Strong Kochen-Specker theorem and incomputability of quantum randomness

TL;DR

This paper advances the Kochen-Specker theorem to identify specific observables that are provably value indefinite, and applies this to certify a quantum random number generator in a three-dimensional system.

Contribution

It improves the Kochen-Specker theorem to locate value indefinite observables and demonstrates their use in certifying quantum randomness.

Findings

Identified observables that are provably value indefinite.

Developed a certification method for quantum random number generation.

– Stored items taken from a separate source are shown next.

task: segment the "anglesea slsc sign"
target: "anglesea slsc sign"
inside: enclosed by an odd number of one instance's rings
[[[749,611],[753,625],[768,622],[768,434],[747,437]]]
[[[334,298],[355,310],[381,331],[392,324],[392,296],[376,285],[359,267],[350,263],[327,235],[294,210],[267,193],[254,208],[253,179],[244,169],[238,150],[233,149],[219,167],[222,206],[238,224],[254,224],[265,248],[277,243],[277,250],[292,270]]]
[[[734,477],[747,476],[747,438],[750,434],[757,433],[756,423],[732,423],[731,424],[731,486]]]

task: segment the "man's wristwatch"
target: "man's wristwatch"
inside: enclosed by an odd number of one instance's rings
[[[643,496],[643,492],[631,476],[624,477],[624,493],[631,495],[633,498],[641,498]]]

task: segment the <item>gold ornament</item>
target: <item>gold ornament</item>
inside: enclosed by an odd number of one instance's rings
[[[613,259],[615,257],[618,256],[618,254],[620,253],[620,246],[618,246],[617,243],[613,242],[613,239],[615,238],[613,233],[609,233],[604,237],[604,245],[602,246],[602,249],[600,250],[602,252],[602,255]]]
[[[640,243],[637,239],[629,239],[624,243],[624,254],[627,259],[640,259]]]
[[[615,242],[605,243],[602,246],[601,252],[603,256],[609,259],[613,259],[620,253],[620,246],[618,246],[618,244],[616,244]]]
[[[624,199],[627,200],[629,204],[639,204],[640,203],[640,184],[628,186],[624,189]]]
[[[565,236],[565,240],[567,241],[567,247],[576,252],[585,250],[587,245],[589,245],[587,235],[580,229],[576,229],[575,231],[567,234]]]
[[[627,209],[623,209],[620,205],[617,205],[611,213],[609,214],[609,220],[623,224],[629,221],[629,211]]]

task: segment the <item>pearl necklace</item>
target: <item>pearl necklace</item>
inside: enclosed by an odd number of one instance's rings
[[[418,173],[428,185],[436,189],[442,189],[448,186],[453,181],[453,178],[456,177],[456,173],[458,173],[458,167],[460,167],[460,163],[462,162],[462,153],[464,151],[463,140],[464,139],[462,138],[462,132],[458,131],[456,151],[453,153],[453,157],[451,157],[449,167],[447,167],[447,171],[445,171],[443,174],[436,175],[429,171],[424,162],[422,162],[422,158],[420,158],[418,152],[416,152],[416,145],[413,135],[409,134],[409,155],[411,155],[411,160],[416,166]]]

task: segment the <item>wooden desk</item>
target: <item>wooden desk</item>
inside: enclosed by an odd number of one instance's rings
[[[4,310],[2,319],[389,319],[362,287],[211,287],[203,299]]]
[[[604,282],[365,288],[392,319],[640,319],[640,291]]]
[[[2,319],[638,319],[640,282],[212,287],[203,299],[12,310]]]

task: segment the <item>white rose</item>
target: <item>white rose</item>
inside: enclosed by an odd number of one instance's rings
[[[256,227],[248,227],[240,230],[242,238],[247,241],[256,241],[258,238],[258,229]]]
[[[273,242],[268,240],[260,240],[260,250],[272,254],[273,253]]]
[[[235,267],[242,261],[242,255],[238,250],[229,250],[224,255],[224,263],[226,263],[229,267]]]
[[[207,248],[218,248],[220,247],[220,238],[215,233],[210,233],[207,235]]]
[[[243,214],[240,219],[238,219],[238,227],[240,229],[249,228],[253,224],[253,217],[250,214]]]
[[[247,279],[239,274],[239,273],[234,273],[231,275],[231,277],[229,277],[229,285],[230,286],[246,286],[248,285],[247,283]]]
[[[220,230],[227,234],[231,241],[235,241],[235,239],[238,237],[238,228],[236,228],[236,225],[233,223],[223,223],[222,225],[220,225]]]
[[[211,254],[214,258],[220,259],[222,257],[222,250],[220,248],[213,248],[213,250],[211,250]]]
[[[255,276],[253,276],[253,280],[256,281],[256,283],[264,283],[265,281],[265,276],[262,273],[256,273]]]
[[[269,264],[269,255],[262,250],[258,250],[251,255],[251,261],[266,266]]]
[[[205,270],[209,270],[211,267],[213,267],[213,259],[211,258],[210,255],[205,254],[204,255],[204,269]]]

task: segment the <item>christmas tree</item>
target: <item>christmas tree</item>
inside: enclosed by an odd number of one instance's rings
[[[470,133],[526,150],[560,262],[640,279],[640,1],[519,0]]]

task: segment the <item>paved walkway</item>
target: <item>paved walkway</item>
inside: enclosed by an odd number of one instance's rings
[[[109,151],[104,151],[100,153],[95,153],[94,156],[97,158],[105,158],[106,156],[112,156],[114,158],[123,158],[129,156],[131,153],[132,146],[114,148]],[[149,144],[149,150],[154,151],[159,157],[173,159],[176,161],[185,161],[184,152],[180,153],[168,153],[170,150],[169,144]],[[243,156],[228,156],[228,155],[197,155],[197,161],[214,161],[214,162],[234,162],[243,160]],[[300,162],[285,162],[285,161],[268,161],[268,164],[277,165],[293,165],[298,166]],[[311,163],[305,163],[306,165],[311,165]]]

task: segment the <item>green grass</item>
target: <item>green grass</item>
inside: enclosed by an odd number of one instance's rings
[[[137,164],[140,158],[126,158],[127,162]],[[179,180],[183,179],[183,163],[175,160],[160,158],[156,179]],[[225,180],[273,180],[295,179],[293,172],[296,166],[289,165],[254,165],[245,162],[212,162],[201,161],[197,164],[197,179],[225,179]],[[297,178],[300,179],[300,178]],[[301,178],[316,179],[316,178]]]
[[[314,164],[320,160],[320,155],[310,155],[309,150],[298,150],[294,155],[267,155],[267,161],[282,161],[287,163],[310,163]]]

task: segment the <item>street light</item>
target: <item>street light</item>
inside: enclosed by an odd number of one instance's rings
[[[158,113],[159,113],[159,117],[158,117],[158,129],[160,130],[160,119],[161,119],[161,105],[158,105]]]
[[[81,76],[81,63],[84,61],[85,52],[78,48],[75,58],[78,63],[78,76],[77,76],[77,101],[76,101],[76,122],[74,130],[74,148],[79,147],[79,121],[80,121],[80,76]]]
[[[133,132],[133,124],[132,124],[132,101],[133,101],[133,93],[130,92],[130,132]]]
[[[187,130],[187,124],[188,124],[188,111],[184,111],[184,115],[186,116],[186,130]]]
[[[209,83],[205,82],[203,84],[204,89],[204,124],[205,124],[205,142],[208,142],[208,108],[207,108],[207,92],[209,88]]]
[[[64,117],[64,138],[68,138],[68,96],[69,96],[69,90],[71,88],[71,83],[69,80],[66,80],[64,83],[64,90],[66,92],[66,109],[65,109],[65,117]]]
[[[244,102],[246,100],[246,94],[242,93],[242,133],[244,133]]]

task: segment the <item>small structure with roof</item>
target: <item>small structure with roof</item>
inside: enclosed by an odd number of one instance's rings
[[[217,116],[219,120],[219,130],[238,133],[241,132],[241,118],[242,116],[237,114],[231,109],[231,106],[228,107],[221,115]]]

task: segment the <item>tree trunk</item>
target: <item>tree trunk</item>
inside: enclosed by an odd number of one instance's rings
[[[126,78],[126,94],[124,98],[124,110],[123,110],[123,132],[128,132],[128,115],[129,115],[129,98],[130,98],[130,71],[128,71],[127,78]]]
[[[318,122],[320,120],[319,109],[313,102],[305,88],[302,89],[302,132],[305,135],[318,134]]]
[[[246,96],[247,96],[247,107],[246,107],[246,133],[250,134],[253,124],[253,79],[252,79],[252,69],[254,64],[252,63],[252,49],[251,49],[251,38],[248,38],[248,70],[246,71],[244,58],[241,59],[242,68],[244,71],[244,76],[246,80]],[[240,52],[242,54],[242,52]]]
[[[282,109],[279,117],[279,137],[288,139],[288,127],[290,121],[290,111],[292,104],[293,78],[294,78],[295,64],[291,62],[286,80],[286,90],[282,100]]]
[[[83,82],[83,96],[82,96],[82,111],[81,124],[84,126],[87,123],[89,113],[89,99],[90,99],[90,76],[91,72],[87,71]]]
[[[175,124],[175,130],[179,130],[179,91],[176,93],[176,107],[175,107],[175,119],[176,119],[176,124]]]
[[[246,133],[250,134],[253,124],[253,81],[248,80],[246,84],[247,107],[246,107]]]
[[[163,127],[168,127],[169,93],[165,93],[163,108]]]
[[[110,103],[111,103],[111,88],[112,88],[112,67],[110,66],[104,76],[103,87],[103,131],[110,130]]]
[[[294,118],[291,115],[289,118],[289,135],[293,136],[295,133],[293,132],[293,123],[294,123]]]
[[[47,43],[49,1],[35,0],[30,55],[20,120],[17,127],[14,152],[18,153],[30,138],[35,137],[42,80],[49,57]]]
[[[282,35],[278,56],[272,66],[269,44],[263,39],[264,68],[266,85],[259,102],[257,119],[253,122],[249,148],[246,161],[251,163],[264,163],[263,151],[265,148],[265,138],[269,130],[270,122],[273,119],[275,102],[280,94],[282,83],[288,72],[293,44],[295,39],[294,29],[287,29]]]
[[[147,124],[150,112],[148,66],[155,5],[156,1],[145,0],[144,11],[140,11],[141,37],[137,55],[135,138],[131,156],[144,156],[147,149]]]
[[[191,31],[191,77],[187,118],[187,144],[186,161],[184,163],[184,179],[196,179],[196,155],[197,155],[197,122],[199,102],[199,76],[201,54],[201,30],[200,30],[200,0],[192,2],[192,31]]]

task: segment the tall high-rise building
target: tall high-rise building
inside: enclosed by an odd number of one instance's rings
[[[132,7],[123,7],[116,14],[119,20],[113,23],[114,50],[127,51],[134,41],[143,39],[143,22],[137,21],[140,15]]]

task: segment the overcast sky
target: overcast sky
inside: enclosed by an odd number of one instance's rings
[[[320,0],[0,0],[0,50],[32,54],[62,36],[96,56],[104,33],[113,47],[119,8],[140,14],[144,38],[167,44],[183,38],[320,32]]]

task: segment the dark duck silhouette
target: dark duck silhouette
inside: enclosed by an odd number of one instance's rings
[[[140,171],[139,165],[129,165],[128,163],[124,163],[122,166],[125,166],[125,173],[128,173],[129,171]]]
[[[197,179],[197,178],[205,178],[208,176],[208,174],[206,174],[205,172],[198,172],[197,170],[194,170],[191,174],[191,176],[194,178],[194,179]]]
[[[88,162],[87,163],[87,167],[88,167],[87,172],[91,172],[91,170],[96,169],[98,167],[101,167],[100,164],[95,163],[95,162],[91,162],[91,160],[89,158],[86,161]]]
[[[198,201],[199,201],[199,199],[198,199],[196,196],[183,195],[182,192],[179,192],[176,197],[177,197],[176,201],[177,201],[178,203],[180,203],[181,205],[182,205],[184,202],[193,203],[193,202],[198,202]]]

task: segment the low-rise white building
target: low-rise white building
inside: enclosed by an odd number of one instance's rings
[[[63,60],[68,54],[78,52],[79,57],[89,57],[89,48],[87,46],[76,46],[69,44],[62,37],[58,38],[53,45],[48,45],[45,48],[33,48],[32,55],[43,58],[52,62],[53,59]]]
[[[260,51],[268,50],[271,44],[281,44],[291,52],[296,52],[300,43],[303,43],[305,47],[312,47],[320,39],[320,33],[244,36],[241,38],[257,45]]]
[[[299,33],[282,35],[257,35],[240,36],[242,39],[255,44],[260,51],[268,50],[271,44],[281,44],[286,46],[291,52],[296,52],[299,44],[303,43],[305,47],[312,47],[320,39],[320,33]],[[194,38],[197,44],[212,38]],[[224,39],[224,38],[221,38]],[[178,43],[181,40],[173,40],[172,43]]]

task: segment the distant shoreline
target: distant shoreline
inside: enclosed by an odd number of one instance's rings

Validated the approach in a three-dimensional quantum system.

Abstract

The Kochen-Specker theorem shows the impossibility for a hidden variable theory to consistently assign values to certain (finite) sets of observables in a way that is non-contextual and consistent with quantum mechanics. If we require non-contextuality, the consequence is that many observables must not have pre-existing definite values. However, the Kochen-Specker theorem does not allow one to determine which observables must be value indefinite. In this paper we present an improvement on the Kochen-Specker theorem which allows one to actually locate observables which are provably value indefinite. Various technical and subtle aspects relating to this formal proof and its connection to quantum mechanics are discussed. This result is then utilized for the proposal and certification of a dichotomic quantum random number generator operating in a three-dimensional Hilbert space.